- Date posted
- 1y
Undiagnosed
Hi, are some of y’all undiagnosed too?
Hi, are some of y’all undiagnosed too?
I am! I wish I was, but a tough family situation (dad doesn’t believe in mental health and thinks I make everything up) doesn’t really allow for that! Someday though. I cannot wait to get help! For now, this app is the greatest support system for me. :)

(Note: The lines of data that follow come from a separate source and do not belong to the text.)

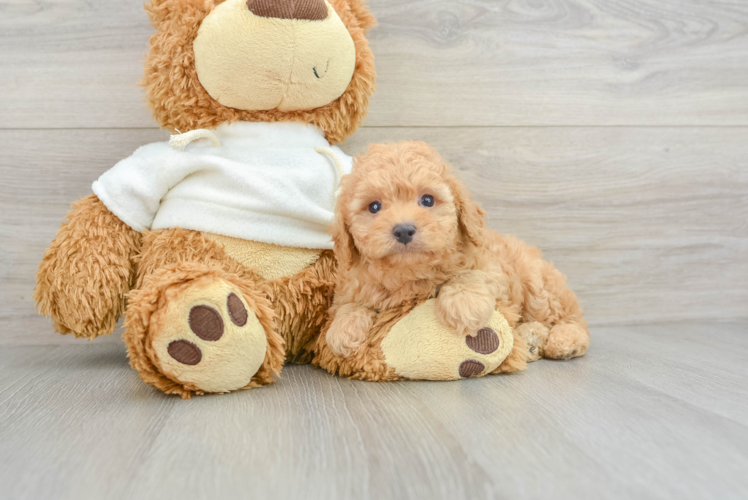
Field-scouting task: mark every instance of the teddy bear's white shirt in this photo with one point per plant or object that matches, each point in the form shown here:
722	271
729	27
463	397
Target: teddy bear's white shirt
265	183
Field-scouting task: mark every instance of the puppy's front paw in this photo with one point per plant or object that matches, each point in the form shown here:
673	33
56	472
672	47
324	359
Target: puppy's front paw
348	330
466	307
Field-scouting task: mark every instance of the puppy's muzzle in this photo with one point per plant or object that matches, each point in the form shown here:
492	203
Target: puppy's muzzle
404	233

Yes, well sort of. When I was 16 my therapist was the one who first brought it up to me and diagnosed me during one of our first sessions. I know that a different profession is needed for a proper diagnosis and to be honest I felt like she diagnosed me over the most minor things that I'd bring that I myself didn't even recognize as OCD. She also gave me "well everyone's a little OCD including myself" vibes, but now I know today that it's certainly OCD, but for different reasons rather than what she diagnosed me for.
I am!
I am actually diagnosed with generalized anxiety disorder not OCD. But still some things here feel similar or even more helpful than my therapy for the GAD.
I went for a long time being undiagnosed. I didn’t know I was autistic until just recently (in my 30s). I didn’t know I had OCD either until a patient shared a similar experience (and I’m a therapist lols).
Sadly
I've never been diagnosed with OCD, but have thought for a long time that I do have it. I've tried to bring it up in therapy but have been shot down as "OCD tendencies". Luckily I'm with a new therapist and am planning to bring it up again. Especially after reading a lot of your posts, I'm really resonating with them. Especially my anxieties and obsessions with my health. God forbid I feel any weird pain or ache, I instantly think I'm dying. Sometimes I get a weird pain in my head and think it's a stroke or aneurysm. Ill go as far as the perform the stroke FAST test. This happens multiple times a day. I also have HUGE anxieties about death and my mortality. If I think about it too much, I get this deep cold pit in my stomach and spiral. Even talking about it causes me sooo much distress. I'm just worried I'll be dismissed or told I'm just self diagnosing because I related to a post online. But if any of this sounds accurate, please let me know. I'd love to be reassured of my obsessions rather than just dismissed as being anxious.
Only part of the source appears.